## 263-0007-00: Advanced Systems Lab

Assignment 1: 100 points Due Date: Th, March 6th, 17:00 https://acl.inf.ethz.ch/teaching/fastcode/2020/ Questions: fastcode@lists.inf.ethz.ch

## Exercises:

- 1. (15 pts) Get to know your machine The following microarchitectural parameters are of an Intel(R) Xeon(R) CPU E3-1275 machine:
  - (a) Processor manufacturer, name, and number. Solution: Intel(R) Xeon(R) CPU E3-1275 v5
  - (b) CPU base frequency. Solution: 3.6 GHz is the nominal CPU frequency.
  - (c) CPU maximum frequency. Does your CPU support Turbo Boost or a similar technology? **Solution:** It does support Turbo Boost, and the maximum frequency is 4.0GHz.
  - (d) Phase in the Intel's development model: Tick, Tock or Optimization. (if applicable) **Solution:** Tock phase (Skylake).

For one core and **without** using SIMD vector instructions determine:

- (d) Maximum theoretical floating point peak performance in flop/cycle. Solution: Without SIMD instructions, two FMAs can be issued per cycle. Thus, 4 flops/cycle.
- (e) Latency [cycles] and throughput [ops/cycle] for floating point division.
  Solution:
  For single precision (DIVSS) Latency: 11 cycles. Throughput: 0.33 per cycle.
  - For double precision (DIVSD) Latency: 14 cycles. Throughput: 0.25 per cycle.
- (f) Latency [cycles] and throughput [ops/cycle] for floating point square root. Solution:
  - According to Intel:
  - For single precision (SQRTSS) Latency: 13 cycles. Throughput: 0.33 per cycle. For double precision (SQRTSD) Latency: 18 cycles. Throughput: 0.166 per cycle.
  - According to Agner Fog's measurements:

For single precision (SQRTSS) Latency: 12 cycles. Throughput: 0.33 per cycle.

For double precision (SQRTSD) Latency: 15-16 cycles. Throughput: 0.166-0.25 per cycle.

- (g) Latency [cycles] and throughput [ops/cycle] for floating point approximate reciprocal (rcp) instruction (if supported).
  - Solution:

For single precision (RCPSS) Latency: 4 cycles. Throughput: 1 per cycle.
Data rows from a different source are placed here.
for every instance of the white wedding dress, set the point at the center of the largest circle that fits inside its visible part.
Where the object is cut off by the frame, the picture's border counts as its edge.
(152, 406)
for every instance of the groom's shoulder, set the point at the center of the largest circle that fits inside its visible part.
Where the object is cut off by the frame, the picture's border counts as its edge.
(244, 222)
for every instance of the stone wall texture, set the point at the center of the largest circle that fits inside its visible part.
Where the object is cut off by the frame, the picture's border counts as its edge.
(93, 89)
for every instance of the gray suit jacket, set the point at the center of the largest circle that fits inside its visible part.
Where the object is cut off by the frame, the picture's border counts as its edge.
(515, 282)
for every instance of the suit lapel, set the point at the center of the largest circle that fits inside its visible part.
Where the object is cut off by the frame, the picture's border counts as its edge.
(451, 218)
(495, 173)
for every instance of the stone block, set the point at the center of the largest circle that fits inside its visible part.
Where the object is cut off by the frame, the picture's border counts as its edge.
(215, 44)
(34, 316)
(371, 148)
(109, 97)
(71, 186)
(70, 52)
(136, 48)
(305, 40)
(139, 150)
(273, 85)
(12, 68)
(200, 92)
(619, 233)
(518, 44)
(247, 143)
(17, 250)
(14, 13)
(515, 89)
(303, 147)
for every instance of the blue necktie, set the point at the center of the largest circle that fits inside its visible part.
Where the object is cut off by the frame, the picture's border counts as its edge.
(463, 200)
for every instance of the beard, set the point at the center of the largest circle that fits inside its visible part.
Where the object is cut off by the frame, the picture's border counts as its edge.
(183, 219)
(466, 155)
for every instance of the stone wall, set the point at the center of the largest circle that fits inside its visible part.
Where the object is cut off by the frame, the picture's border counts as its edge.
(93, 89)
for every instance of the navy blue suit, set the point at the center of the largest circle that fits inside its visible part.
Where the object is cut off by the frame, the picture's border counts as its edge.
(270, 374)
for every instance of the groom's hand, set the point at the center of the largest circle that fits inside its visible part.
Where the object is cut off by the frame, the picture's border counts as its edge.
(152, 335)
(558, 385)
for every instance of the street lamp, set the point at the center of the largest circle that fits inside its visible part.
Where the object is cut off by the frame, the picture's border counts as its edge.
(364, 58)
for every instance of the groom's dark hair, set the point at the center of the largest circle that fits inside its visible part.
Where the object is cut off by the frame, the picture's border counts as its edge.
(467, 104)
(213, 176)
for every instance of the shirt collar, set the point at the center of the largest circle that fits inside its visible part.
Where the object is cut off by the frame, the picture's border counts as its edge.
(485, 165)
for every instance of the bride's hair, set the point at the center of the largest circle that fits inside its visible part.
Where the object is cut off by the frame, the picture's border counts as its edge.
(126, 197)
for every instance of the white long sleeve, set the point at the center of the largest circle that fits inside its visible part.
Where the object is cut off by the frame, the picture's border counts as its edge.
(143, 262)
2. (25 pts) Matrix-vector multiplication

In this exercise, we provide a C source file for multiplying an  $n \times n$  matrix with a vector and a C header file to time the matrix-vector multiplication using different methods under Windows and Linux (for x86 compatible systems). Inspect and understand the code and do the following:

- (a) Using your computer, compile and run the code for n = 400. Compile using GCC with the highest level of optimization (use flag -03). A modern compiler will automatically vectorize this very simple routine. Ensure you get consistent timings between timers and for at least two consecutive executions. Don't forget to disable Turbo Boost. (No need to answer anything here)
- (b) Determine the exact number of (floating point) additions and multiplications performed by the compute() function in mvm.c.Solution:

The code performs  $2n^2$  floating point operations.
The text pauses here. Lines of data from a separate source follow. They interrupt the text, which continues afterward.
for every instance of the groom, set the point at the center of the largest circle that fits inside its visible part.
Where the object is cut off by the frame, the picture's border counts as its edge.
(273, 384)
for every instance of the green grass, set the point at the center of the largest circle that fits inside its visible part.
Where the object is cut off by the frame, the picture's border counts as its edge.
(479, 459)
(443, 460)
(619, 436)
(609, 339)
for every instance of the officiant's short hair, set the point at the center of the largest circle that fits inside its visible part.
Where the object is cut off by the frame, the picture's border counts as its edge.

- (c) For all square matrices of sizes n between 200 and 4000, in increments of 200, create a performance plot with n on the x-axis and performance (in flops/cycle) on the y-axis. Create three series such that:
  - i. The first series has all optimizations disabled: use flag -00.
  - ii. The second series has the major optimizations except for vectorization: use flags -03 and  $-{\tt fno-tree-vectorize}.$
  - iii. The third series has all major optimizations enabled: use flags -O3, -ffast-math and -march=native.

## Solution:

Intel Xeon Silver 4210 @ 2.20GHz L1: 32KB, L2: 1MB, L3: 13.75MB Compiler: GCC 8.1



Figure 1: Plots resulting from execution of mvm.c on a Cascade Lake CPU (vector peak performance: 16 f/c for the given flags). The code was compiled with GCC 8.1.
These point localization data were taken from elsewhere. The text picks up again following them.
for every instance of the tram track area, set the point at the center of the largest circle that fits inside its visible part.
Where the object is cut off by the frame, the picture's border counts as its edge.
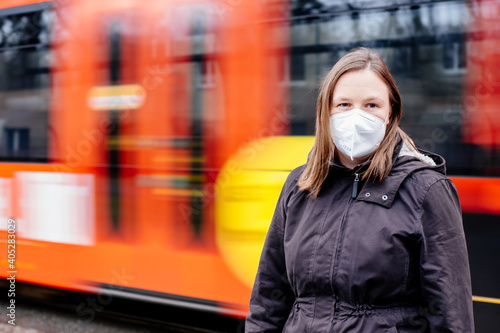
(43, 309)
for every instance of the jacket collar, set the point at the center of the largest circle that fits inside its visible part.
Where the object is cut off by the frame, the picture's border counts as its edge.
(405, 161)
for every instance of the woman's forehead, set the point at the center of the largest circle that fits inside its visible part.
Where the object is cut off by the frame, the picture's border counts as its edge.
(360, 83)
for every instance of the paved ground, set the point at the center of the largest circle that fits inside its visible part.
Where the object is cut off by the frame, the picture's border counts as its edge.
(36, 318)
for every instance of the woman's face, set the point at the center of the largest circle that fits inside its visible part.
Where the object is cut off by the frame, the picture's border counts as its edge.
(364, 90)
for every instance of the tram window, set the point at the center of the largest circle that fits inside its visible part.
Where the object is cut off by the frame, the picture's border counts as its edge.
(453, 56)
(24, 83)
(297, 68)
(424, 46)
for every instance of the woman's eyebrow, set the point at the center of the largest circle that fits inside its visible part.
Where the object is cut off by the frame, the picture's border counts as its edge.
(342, 99)
(373, 98)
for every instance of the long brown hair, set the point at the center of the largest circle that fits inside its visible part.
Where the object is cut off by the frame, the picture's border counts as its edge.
(323, 151)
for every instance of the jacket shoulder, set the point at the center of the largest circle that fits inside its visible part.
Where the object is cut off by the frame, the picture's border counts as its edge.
(426, 177)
- (d) Briefly discuss your plots and report the highest performance that you achieved. **Solution:** 
  - i. Non-optimized (v1): This results in machine code that is neither optimized or vectorized. This is nice for debugging. However, the performance is low and flat across problem sizes.
  - ii. Optimized but non-vectorized (v2): The performance is better than in the previous case. However, the performance suffers due to the limited amount of ILP caused by inter loop dependencies.
  - iii. Fully optimized (v3): The -ffast-math flag enables ILP which is combined with vectorization and significantly improves performance. The computation performs well for small problem sizes but performance suffers greatly as soon as the matrices no longer fit in the L3 cache. For large problem sizes, matrix-vector multiplication is an inherently memory-bound operation.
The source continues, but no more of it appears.